The Medtronic valve is made of Nitinol, a metal that shrinks when cold and expands when warm. The valve is cooled and placed on a catheter. When he reaches the aorta, the cardiologist pulls back a scabbard and releases the new valve. Warmed up by the body, it expands to fill the narrowed opening, and stays there.
In the conventional operation, a doctor cuts out the old valve and sews a new one by removing the old valve instead of leaving it in the chamber's heart.
Dr. Jeffrey J. Popma, an interventional cardiologist at Beth Israel Deaconess in Boston, led the second study and is an advisor to both manufacturers. He uses both devices in surgery and said the important finding is that both are preferable to surgery.
Leading surgeons and cardiologists took part in the studies at academic medical centers, many of which were consulted as advisors. Independent data and safety monitoring committees oversaw the studies, and independent statisticians confirmed the findings.
Aortic valves have been replaced for decades, and surgeons know that the valves used during surgery last at least 10 to 15 years. It remains to be seen whether TAVR valves will prove themselves.
The question is particularly important for younger patients. The mean age of the subjects was in the lower to middle 70 years of age in the current studies and was one decade or more younger than most patients who were now receiving TAVR.
Hospitals offering TAVR will be affected if lower-risk patients decide to do so. Said Herrmann. The TAVR valves cost far more than surgically placed valves, but insurers generally pay for both procedures equally.
More than half a dozen companies produce surgical valves, but only two TAVR valves. Dr. Herrmann said the prices for TAVR valves are likely to fall.

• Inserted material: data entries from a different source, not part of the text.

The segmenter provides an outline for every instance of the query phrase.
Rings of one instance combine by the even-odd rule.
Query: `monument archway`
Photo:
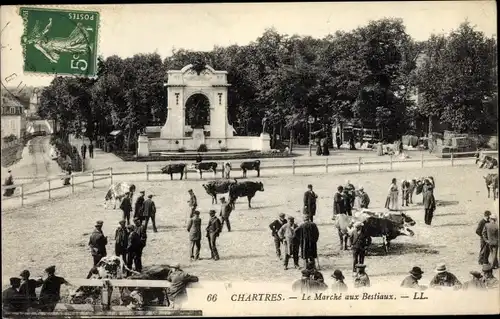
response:
[[[210,125],[210,101],[205,94],[195,93],[188,97],[184,109],[184,125],[193,129]]]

At the moment, it is up to most patients to decide what procedure to use, Dr. Popma – TAVR or surgery.
For Robert Pettinato 79-year-old retiree in Scranton, Pennsylvania, there was no question. He had some chest pain and it was hard to play a round of golf.
However, when his cardiologist Mr. Pettinato said last year that he needed a new valve, he could only get TAVR to participate in a clinical trial. He enrolled in the Edwards study at the University of Pennsylvania.
He had TAVR in November, stayed in the hospital for 24 hours and went home. A few days later, he went to the football game at Lehigh University against its arch rival Lafayette. (He's a Lehigh alumnus and never misses this game.)
Shortly thereafter, his younger brother Jim, who lives in Florida, had to get an aortic valve replacement. He wanted TAVR, but the clinical trials were completed. Instead, he had to undergo surgery.
It took four months for his brother to recover enough to play a round of golf, Pettinato said .
Pettinato is golf again. "I'm the luckiest guy in the world," he said.